In this piece, Edmonds illustrates the practice of “pig-dogging,” in which hunters use dogs tracked by GPS to hunt down wild pigs. Edmonds explains to OGP, “Several attempts have been made to end this practice in Australia, but the hunting and agriculture lobbies maintain that it is a necessary practice to protect Australia’s wheat and sorghum industries.”
Wild pigs are considered “pests” and threaten wheat and sorghum crops. This image exists as part of a larger body of work. Edmonds calls it the, “crescendo in the series – the imminent end for the horrified pig.”

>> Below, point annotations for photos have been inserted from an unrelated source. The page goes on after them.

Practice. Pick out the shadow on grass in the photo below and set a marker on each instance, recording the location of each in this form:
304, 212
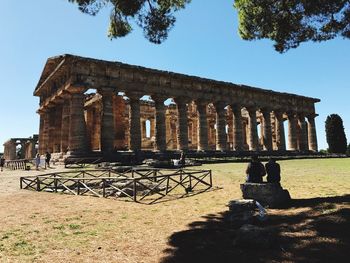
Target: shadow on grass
318, 232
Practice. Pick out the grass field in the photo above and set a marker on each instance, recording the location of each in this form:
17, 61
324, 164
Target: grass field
45, 227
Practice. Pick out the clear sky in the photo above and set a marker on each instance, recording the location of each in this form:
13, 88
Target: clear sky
204, 42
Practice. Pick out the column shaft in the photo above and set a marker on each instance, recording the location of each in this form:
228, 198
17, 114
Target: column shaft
253, 133
237, 128
221, 137
58, 128
41, 133
202, 126
267, 132
303, 139
65, 124
182, 125
160, 140
107, 121
280, 137
77, 129
312, 134
292, 132
135, 125
46, 129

This photo brings light to the many animals that are “allowed” to be killed in the name of industry. While pig-dogging may be an Australian phenomenon (for now), the unwillingness of agricultural interests to compromise yields for the sake of fellow sentient beings rings close to home with American audiences. Looking into the terrified eyes of this hunted pig, the photo begs the question, how far are we willing to go for profit?
It is no secret that the massive amount of carbon dioxide and other greenhouses gases that humans have released into the atmosphere is causing our environment to rapidly degrade. Warming global temperatures and rising sea-levels all seem too surreal and abstract of concepts to inspire any real fear or desire to change. But, if you put yourself right in the center of the action, the urgency begins to strike you.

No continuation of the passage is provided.